1994年に大阪マルビル内の大阪第一ホテルで発生したデート嬢の女性(当時26歳)が殺害された事件は、有力な手がかりが得られないまま13年が経過し、公訴時効の15年が近づいていた。
だが、大阪府茨木市周辺で発生した女性用の下着バラまき事件で採取されたDNA鑑定から、捜査は急展開を迎える。
だが、この下着バラまき犯が13年前の女性殺害犯と同一人物であるならば、相手はホテルの部屋に1つの指紋も残さず、13年もの間まったく尻尾を掴ませなかった用意周到な男ということになる。ここで逃がすわけにはいかない。
大阪府警茨木署は慎重に捜査を進め、2007年12月2日、民家に女性用下着を投げ捨てるなどの迷惑行為を起こしたとして、茨木市内に住む会社員・押谷和夫(当時48歳)に任意同行を求め、廃棄物処理法違反の容疑で逮捕した。まずは「下着バラまき犯」として身柄を確保したのである。
職場の同僚や近隣住民が押谷を疑わなかった意外な理由
そうして押谷の頬の皮膚から採取したDNAを鑑定した結果、民家にバラまかれた女性用下着に付着した垢と一致。そして、1994年に大阪第一ホテルの殺害現場から採取した体液とも一致したことを受けて、12月24日に強盗殺人容疑で再逮捕となった。公訴時効まで、すでに2年を切っていた。

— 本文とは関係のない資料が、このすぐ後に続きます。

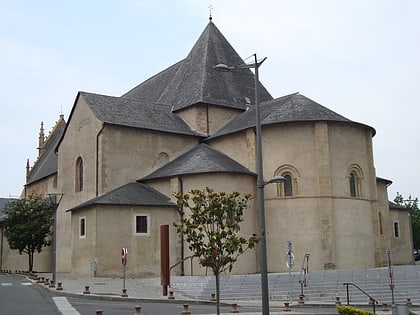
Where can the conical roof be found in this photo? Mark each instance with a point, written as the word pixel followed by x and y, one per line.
pixel 193 80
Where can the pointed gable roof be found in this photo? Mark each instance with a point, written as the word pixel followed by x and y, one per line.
pixel 193 80
pixel 132 194
pixel 137 114
pixel 290 108
pixel 47 163
pixel 201 159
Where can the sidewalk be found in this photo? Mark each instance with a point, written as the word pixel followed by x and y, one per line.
pixel 149 289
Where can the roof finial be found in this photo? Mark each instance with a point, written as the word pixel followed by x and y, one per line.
pixel 210 9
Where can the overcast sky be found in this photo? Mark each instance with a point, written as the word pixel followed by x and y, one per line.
pixel 359 58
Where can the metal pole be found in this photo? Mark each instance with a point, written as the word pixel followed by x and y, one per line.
pixel 260 195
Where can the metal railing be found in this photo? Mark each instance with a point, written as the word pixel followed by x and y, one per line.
pixel 373 300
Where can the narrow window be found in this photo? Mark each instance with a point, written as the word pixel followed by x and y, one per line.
pixel 396 229
pixel 288 186
pixel 141 224
pixel 82 226
pixel 79 175
pixel 353 187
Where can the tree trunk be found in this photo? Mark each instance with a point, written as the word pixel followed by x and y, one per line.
pixel 31 260
pixel 217 293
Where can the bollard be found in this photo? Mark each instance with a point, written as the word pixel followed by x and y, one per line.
pixel 213 297
pixel 171 295
pixel 337 300
pixel 234 308
pixel 186 311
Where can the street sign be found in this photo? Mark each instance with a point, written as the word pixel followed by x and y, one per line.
pixel 124 256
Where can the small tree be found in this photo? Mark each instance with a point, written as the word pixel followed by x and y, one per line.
pixel 212 229
pixel 28 225
pixel 413 206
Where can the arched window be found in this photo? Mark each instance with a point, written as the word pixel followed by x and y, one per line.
pixel 79 175
pixel 355 176
pixel 353 185
pixel 289 187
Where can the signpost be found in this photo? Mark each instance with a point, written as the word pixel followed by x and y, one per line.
pixel 124 262
pixel 290 261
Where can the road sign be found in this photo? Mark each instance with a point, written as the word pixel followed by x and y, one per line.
pixel 124 256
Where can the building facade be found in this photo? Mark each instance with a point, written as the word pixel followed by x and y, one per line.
pixel 119 160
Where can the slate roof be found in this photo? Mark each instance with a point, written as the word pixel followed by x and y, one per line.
pixel 201 159
pixel 47 163
pixel 132 194
pixel 290 108
pixel 3 202
pixel 138 114
pixel 193 80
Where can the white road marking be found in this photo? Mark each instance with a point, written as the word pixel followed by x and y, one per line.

押谷は、下着の投げ捨てについては「近所の人が嫌がると思うと楽しかった」と認めたが、殺人については「はっきりと覚えていない」と供述している。
それにしても1994年の殺人事件当時、容疑者である押谷の映像は大々的に公開されていた。にも拘わらず、押谷と日常的に接していた職場の同僚や近隣住民は、彼に疑いの目を向けることはなかった。その理由は押谷が「善良な市民」という完璧な仮面をつけていたからだ。